Por outro lado, na altura não se conhecia o que se conhece agora sobre psicopatas sem empatia, e eu adoraria ouvir o que é que os Espíritos “modernos” têm a dizer a isto.
Quanto ao Céu, nesta doutrina, ou melhor, a progressão de um Espírito a um ponto em que já não é obrigado a encarnar, também tenho algumas dúvidas. Este estado só seria atingido quando o Espírito está depurado de todas as imperfeições. Ora, não sendo imperfeito pode ter ganhado qualidades, mas perdeu as imperfeições inerentes à natureza humana. E de facto a doutrina classifica estes Espíritos mais como na categoria dos anjos (ou quase, conforme o depuramento), o que implica o fim da sua humanidade e o começo de uma nova forma de existência. Onde é que fica a individualidade nisto tudo? O que é o Espírito depois de ser humano quando já não o é? Tem ainda livre-arbítrio, na prática, ou só consegue fazer o Bem? E perdendo todas as imperfeições, tem ainda a capacidade de escolher o Mal? E se ainda tem capacidade (livre-arbítrio) para o Mal, poderá mesmo considerar-se perfeito em virtude? É que não é simples.

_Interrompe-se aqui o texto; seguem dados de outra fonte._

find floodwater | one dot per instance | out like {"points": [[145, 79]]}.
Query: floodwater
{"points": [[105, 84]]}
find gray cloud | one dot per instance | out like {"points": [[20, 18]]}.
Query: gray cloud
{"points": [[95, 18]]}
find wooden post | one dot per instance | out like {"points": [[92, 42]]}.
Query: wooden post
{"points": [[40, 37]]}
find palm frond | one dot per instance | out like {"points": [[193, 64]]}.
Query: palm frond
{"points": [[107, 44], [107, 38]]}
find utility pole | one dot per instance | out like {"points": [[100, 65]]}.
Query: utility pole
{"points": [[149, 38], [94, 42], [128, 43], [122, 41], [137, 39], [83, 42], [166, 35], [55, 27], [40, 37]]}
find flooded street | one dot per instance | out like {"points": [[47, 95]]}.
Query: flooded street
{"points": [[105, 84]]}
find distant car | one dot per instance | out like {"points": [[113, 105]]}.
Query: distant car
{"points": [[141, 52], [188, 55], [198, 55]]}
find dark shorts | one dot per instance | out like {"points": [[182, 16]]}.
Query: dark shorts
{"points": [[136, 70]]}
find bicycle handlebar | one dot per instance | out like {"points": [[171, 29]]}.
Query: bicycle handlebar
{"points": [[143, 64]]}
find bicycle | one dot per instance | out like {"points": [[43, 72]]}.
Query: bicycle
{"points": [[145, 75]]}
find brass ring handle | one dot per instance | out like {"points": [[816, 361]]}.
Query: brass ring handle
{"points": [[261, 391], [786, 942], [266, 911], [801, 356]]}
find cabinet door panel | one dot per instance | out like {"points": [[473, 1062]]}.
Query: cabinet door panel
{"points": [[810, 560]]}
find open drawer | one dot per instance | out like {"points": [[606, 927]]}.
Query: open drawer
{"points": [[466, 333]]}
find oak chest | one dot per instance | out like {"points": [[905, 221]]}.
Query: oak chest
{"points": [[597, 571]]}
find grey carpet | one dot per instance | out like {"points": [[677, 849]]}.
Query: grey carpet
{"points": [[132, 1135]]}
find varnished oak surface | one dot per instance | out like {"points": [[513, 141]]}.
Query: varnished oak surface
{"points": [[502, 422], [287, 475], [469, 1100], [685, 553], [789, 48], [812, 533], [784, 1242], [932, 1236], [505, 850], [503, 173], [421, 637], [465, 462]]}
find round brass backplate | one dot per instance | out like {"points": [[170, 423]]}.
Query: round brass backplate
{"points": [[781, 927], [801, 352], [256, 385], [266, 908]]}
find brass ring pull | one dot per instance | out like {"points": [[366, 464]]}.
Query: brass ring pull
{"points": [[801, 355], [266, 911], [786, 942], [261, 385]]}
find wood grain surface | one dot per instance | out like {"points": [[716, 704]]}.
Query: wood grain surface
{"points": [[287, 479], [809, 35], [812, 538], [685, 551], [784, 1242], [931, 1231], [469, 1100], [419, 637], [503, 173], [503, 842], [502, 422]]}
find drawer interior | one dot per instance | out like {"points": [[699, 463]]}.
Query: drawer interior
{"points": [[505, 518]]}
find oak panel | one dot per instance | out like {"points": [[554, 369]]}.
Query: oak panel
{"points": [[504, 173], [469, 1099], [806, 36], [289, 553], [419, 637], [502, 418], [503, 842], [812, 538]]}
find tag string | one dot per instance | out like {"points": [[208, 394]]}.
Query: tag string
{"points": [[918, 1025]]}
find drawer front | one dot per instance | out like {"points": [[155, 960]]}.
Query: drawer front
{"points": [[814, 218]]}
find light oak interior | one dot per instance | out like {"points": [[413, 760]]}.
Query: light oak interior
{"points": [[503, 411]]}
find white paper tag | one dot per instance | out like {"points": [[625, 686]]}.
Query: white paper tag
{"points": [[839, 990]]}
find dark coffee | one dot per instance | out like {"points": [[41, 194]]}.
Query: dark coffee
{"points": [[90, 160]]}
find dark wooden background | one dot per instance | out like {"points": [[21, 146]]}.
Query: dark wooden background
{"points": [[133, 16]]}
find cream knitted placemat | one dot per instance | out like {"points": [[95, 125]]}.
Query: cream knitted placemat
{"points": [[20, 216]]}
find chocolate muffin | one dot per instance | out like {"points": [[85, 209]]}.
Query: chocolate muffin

O Céu segundo o Espiritismo é muito mais apelativo do que o clássico, beatitude e contemplação eternas que, convenhamos, seria uma seca. Tal como existem diversos níveis de expiação, também existem vários níveis de Além “menos mau” onde se agregam os Espíritos em semelhantes fases de progresso. E todos me suscitam dúvidas. Não sei, não sei mesmo, se quero passar a eternidade rodeada de pessoas. Já dizia o outro, “o Inferno são os outros”, e a ideia de sair daqui para continuar rodeada de pessoas, que só servem para me provocar cólicas e cabelos brancos, subitamente faz-me achar o tal “lugarzinho” um local mais agradável. Porque também já dizia o outro, “antes o Inferno contigo do que o Céu sem ti”. O que eu quero mesmo, e muitas outras pessoas também, Deus está farto de saber. Nos dias em que este livro foi escrito isso nem era considerado uma possibilidade. Mas eu confio que as coisas mudaram, e agora que ninguém me venha acusar de falta de Fé e de duvidar da Bondade de Deus.
Mas há dias, confesso, em que desejo que os ateus tenham razão e não haja nada depois da morte, nem Céu, nem Inferno, nem reencarnações. Só o desligar do cérebro e o fim. Eu dou-me bem com esta ideia, mas há quem não a suporte (especialmente se a vida é madrasta) e qualquer religião que forneça esperança é melhor do que a falta dela.
“O Céu e o Inferno” de Allan Kardec, para além de documento histórico valioso, oferece motivos de reflexão às pessoas sem ideias dogmáticas que se interessam por estas coisas da espiritualidade. Às outras, não dirá nada.